|
|
|
|
İslam toplumları piyasa sistemini kullanırlar ama, her şeyin mutlaka para karşılığı temin edilmesi gerekmez. Özellikle eğitim, sağlık gibi hizmetler vakıflar aracılığıyla sağlanmıştır. İnsanların fikirleri yok, fikirlerin insanları vardır. Çağımızda "sosyalist" bir fikir örgüsünü benimseyenler piyasa, girişim, kâr, sermaye gibi kavramlara önyargıyla, hatta tiksintiyle bakarlar. "Liberal" bir yaklaşımı benimseyenlerse, her toplumcu talebe ya kayıtsız kalır veya alaya alırlar. Piyasanın görünmeyen elinin bütün anormallikleri otomatik olarak düzelteceğine derinden inanırlar. Her iki gruptan aynı zamanda dinî hissiyatı olanlar çoğu kere dinlerini bu fikrî çerçevelere oturtmayı ihmal etmezler. Başka türlü nasıl rahat edebilir ki insan? İslamî liberalizm veya Budist sosyalizm gibi hilkat garibeleri bu tür yönelişlerin eseridir. Fernand Braudel, kapitalizmin piyasa düşmanı bir sosyo-ekonomik sistem olduğunu belirlemekle, sadece 150 yıldır süregelen liberalizm-sosyalizm (Marksizm) tartışmasının tarihsel bakımdan temelsizliğini ortaya koymakla kalmadı, bize kapitalizmden farklı (ve üstün) sosyal sistemler tahayyül edebileceğimizi de hatırlattı. Tahayyülün hayalperestliğe kaymaması için, bir yandan kapitalizm-piyasa ilişkisinin açıklığa kavuşturulması, diğer yandan geçmiş sosyal sistemlerin ciddi biçimde incelenmesi gerekir.
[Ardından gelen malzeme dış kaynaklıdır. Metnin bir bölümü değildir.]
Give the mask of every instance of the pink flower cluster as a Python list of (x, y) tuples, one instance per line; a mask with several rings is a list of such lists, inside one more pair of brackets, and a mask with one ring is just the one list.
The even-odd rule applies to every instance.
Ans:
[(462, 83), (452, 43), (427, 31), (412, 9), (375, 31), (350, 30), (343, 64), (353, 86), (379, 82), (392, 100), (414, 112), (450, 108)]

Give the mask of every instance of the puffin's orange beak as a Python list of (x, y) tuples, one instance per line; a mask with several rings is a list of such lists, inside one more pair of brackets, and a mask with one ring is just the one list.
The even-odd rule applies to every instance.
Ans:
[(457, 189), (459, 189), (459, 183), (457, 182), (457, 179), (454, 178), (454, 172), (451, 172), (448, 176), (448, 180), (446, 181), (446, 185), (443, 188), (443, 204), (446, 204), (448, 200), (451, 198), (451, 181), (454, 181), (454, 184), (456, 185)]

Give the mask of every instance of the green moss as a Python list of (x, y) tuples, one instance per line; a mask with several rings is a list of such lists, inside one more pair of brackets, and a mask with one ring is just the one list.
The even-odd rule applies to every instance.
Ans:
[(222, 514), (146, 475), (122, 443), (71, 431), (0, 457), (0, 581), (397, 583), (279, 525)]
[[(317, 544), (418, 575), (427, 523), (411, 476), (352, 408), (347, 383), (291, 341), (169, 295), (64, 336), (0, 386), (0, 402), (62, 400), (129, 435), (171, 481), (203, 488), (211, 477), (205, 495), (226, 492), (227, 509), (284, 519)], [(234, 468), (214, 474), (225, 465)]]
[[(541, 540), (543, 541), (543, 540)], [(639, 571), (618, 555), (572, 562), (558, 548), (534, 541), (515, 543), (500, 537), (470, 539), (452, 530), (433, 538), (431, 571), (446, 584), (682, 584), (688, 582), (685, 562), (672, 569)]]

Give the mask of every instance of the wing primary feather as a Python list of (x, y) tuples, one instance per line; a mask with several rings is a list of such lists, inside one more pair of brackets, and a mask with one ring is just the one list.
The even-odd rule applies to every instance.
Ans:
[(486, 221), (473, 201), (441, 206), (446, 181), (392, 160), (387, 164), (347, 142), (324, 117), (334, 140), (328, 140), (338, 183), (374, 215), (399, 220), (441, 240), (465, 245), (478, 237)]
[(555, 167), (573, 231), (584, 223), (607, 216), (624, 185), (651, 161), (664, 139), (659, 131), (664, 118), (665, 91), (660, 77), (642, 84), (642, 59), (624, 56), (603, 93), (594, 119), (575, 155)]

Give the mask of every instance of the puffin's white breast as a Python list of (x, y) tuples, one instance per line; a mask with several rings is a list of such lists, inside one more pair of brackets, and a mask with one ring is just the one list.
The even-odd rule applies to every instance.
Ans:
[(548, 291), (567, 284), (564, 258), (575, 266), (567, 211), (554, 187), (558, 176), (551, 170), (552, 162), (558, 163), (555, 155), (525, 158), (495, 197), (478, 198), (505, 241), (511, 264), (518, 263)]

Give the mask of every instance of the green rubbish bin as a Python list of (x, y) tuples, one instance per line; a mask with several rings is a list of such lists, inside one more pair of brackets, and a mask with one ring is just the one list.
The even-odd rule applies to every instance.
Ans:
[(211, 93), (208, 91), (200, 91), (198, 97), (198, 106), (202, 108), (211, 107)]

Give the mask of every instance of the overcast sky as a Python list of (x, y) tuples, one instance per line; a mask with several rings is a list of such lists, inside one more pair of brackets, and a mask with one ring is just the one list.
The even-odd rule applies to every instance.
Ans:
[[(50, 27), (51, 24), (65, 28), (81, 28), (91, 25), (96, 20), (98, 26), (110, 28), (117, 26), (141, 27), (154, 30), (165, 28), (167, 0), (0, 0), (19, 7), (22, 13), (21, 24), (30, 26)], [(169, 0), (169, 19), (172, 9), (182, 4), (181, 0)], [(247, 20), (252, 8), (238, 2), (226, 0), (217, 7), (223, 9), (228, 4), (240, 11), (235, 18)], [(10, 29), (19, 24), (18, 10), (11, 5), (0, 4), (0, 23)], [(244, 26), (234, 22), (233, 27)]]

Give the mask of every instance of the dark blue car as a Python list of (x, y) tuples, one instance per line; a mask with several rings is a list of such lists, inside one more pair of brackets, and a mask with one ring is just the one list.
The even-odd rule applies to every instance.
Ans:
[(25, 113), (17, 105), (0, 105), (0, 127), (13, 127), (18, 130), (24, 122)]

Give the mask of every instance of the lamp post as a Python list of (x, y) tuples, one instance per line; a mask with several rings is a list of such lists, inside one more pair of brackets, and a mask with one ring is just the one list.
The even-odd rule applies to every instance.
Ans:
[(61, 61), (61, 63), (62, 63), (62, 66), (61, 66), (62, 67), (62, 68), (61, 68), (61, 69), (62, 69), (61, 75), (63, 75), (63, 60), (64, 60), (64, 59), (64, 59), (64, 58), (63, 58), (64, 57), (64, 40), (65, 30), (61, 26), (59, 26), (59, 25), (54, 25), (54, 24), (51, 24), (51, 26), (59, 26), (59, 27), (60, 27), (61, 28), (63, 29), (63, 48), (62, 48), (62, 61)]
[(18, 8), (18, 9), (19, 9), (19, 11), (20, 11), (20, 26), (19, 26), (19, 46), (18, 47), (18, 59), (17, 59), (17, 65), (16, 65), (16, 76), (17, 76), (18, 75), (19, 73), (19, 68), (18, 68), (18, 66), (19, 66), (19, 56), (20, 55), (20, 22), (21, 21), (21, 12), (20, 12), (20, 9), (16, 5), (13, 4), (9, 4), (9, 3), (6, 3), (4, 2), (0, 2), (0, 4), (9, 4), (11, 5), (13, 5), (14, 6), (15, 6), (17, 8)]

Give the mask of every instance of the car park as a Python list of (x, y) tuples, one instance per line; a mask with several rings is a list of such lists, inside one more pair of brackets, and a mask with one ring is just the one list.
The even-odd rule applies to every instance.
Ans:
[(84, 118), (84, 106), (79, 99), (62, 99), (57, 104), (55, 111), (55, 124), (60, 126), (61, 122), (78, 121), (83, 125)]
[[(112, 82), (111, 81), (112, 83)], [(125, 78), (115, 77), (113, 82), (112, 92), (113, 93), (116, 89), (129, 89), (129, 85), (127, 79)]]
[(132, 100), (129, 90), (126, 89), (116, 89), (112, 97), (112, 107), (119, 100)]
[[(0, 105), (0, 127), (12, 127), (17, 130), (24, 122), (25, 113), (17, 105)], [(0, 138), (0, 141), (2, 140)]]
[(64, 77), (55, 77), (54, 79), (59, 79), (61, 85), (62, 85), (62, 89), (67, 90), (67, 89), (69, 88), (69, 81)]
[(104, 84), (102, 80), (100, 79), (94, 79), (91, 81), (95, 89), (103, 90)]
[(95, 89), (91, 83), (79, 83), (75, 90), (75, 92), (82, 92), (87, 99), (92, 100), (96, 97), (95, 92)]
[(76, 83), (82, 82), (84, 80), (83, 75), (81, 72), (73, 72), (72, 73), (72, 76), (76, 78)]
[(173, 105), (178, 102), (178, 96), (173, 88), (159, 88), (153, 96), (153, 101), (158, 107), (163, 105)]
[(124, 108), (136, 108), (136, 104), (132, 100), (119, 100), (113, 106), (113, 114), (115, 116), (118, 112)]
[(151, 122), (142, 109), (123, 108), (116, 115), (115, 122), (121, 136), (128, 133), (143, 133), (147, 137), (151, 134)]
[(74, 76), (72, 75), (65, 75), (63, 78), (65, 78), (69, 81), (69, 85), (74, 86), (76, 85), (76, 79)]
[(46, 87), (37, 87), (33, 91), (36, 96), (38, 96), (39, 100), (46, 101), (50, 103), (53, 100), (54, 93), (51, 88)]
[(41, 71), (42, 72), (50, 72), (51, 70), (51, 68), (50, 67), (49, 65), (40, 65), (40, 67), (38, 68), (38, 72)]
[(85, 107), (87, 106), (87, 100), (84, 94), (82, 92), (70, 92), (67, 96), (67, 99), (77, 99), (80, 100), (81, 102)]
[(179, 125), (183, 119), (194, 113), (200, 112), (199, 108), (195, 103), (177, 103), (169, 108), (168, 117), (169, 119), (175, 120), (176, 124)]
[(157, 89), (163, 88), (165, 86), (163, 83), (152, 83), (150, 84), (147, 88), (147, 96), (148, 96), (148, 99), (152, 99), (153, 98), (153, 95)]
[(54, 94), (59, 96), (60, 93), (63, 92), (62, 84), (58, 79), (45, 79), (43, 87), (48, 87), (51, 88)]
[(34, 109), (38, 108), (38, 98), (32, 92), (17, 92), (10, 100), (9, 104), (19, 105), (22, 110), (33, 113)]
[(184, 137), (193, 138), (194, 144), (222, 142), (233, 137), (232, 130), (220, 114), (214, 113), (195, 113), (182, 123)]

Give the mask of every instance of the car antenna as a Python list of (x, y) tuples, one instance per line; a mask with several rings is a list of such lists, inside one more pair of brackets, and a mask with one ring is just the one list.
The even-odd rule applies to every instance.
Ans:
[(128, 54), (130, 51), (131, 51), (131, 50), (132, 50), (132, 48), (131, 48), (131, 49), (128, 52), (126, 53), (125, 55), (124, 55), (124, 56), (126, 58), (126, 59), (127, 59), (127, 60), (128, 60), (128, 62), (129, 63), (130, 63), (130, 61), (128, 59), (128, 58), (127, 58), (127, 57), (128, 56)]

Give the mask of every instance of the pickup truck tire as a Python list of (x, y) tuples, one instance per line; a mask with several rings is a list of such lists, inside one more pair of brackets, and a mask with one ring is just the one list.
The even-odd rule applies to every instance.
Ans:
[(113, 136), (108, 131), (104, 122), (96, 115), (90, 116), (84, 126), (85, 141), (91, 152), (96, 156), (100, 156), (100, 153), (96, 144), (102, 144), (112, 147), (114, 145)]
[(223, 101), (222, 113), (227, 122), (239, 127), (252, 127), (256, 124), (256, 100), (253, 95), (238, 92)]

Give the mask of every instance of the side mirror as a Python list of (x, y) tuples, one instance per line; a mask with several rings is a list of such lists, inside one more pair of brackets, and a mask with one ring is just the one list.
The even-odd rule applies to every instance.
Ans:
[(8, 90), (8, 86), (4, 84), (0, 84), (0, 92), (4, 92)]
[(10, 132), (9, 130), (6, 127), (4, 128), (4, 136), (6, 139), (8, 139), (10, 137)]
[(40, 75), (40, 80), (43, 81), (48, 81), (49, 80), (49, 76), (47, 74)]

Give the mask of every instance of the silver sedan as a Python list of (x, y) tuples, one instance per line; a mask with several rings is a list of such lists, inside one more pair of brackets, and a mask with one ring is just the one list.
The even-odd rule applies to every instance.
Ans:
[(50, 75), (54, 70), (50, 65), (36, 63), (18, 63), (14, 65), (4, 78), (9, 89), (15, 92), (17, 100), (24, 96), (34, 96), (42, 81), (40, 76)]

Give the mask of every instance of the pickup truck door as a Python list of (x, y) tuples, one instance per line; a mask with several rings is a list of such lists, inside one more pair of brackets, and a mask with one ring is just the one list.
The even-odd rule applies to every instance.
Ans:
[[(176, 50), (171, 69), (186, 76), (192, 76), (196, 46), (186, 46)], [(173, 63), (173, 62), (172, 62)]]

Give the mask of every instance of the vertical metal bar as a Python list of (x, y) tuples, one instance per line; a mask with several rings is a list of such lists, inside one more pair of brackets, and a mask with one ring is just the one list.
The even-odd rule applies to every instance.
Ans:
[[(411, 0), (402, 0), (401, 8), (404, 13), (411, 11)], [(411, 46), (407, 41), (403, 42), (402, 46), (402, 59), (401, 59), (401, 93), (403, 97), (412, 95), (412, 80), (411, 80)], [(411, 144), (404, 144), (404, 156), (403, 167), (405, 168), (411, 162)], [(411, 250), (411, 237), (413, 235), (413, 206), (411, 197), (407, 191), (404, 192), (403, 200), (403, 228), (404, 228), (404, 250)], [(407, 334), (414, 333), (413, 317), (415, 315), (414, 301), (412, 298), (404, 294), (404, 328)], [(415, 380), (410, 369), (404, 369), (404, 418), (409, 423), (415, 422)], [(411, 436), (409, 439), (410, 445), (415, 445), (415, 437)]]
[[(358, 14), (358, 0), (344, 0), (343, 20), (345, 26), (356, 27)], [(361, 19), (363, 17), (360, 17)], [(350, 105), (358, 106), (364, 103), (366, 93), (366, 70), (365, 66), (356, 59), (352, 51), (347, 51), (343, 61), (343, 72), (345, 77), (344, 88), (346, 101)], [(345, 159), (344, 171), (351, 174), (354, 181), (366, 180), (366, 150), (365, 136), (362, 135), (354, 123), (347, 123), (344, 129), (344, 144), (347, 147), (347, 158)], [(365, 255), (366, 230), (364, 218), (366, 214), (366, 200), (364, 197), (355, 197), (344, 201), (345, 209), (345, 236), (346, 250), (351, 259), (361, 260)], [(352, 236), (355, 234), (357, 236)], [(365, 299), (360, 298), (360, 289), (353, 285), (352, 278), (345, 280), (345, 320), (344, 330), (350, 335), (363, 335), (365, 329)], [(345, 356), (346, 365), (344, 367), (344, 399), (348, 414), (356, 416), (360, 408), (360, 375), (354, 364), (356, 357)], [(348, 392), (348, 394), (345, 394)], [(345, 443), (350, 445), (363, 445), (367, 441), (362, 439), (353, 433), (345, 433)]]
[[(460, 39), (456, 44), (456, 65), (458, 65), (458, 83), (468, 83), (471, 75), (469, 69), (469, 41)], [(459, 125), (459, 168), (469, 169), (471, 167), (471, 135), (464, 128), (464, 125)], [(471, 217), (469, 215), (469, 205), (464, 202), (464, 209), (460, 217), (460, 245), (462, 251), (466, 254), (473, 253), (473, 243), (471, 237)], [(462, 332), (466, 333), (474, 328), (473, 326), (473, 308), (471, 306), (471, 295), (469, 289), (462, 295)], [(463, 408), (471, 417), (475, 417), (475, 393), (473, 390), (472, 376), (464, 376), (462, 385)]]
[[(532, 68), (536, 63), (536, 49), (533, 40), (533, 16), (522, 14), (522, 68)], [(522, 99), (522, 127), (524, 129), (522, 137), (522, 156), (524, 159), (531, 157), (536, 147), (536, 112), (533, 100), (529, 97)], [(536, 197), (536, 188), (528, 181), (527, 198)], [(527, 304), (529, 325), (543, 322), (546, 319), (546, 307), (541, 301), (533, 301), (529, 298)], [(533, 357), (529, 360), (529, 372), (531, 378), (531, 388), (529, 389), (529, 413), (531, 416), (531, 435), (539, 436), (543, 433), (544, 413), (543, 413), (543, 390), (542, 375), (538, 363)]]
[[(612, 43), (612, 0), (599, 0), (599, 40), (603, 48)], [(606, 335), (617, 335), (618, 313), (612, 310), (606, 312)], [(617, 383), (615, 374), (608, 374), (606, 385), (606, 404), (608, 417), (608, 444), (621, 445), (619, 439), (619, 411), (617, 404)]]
Böyle bir yöneliş içinde olmadan, İslamla kapitalizmi bağdaştırma veya İslamı sosyalist gösterme girişimleri ya kötü niyetli veya çocukça çabalar olmaktan öteye gitmez. Liberal iktisatçılar Adam Smith'den bu yana şunu ileri sürüyorlar: Kapitalizm bir serbest piyasa sistemidir ve piyasa rekabeti iyi bir şeydir. Rekabet sayesinde verimlilik, dolayısıyla da hasıla artar; ekonomik pasta büyür. (Smith 'kapitalizm' kelimesini kullanmıyor, ama savunduğu sistemin içeriği aynıdır.) Büyüyen pastadan herkes eskisine göre daha fazla pay alacağına göre, rekabete karşı çıkmak anlamsızdır. Hatta gericiliktir, terakkiye düşmanlıktır. Sosyalistler ise en azından Karl Marx'tan bu yana şunu ileri sürüyorlar: Evet, kapitalizm bir serbest rekabet sistemidir, ama rekabet kötü bir şeydir. Kapitalist toplum, sermaye sahipleri ve proleterya (sanayi işçileri) olarak iki sınıfa ayrılmıştır; rekabet sistemi kapitalistlerin işçi emeğini sömürmelerini kolaylaştırmaktan ve bu sömürüyü haklılaştırmaktan başka işe yaramaz.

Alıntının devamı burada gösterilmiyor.